Une "pandémie silencieuse" tue 100 personnes par semaine en Australie
Les autorités sanitaires alertent sur l'accélération de la résistance aux antimicrobiens, avec une augmentation de 25 % des cas critiques en un an.
L'Australie est confrontée à ce que les experts qualifient de "pandémie silencieuse", avec environ 100 décès par semaine dus à des infections résistantes aux antibiotiques – un bilan qui place la résistance aux antimicrobiens (RAM) parmi les menaces les plus urgentes pour la santé publique du pays.
Selon le Daily Mail et le Sydney Morning Herald (SMH), l'alerte a été relancée cette semaine par le Centre australien de contrôle et de prévention des maladies (ACDC), qui a affirmé que la RAM s'accélère à un rythme alarmant, tant au niveau national qu'international.

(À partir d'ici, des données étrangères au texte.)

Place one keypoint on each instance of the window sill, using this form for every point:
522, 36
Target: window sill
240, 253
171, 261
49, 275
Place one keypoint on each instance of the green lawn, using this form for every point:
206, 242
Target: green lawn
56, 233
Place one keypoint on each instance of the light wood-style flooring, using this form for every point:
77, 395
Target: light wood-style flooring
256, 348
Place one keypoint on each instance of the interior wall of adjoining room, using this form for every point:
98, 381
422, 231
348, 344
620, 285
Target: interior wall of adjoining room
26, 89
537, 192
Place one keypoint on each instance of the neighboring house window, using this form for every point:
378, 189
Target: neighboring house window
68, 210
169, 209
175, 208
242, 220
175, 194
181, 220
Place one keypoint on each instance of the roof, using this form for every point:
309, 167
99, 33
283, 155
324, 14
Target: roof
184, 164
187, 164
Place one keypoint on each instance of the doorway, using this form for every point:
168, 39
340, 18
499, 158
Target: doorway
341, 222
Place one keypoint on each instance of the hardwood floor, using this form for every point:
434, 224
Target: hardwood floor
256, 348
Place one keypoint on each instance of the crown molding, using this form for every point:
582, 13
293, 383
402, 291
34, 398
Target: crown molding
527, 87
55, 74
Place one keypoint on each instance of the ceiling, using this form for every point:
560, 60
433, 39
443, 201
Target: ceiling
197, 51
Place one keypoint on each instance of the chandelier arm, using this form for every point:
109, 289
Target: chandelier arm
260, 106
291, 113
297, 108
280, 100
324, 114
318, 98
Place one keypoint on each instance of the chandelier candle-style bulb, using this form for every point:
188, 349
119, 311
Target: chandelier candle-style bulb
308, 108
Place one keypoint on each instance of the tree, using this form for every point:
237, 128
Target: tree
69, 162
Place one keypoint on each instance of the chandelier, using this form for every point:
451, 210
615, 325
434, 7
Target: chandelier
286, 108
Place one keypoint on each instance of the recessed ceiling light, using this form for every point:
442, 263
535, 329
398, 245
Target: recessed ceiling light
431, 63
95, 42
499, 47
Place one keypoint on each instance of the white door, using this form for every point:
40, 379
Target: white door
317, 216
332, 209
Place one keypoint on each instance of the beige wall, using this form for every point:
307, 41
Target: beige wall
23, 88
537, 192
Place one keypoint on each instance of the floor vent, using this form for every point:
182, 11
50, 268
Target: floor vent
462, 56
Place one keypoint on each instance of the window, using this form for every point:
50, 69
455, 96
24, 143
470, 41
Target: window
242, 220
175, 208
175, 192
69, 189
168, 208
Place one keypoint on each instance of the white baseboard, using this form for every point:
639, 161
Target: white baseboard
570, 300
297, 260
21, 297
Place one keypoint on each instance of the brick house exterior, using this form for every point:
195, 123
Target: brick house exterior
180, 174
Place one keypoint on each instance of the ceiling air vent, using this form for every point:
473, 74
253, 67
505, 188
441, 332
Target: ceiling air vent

La RAM se manifeste lorsque les bactéries, les virus, les champignons et les parasites ne répondent plus aux médicaments antimicrobiens. Des infections autrefois traitables peuvent devenir mortelles, tandis que les interventions médicales courantes — des césariennes aux chimiothérapies — deviennent plus risquées.
Les données publiées par l'ACDC montrent que les cas de résistance critique aux antibiotiques signalés en Australie ont augmenté de plus de 25 % en 2024, passant de 2 706 cas en 2023 à 3 389 en 2024.
Plus de 5 000 décès en Australie étaient liés à la RAM pour la seule année 2019, soit l'équivalent d'environ 100 décès par semaine, selon une analyse conjointe du Rapport mondial sur la recherche sur la résistance aux antimicrobiens, de MTPConnect et du CSIRO, citée par le Daily Mail.
Cependant, la crise ne se limite pas à l'Australie. Un rapport de référence de 2018 de l'Organisation de coopération et de développement économiques (OCDE) estimait que le nombre de décès dus aux infections résistantes aux médicaments pourrait atteindre 10 millions par an dans le monde d'ici 2050 si des mesures urgentes ne sont pas prises. L'Organisation mondiale de la Santé a classé à plusieurs reprises la RAM parmi les dix principales menaces pour la santé publique mondiale.
En Australie, le danger est de plus en plus visible dans les hôpitaux. L'ACDC a signalé la présence de bactéries multirésistantes dans 12,2 % des infections sanguines chez l'enfant, soit 222 jeunes patients. Plus inquiétant encore, moins de la moitié des antibiotiques administrés après une intervention chirurgicale étaient jugés appropriés.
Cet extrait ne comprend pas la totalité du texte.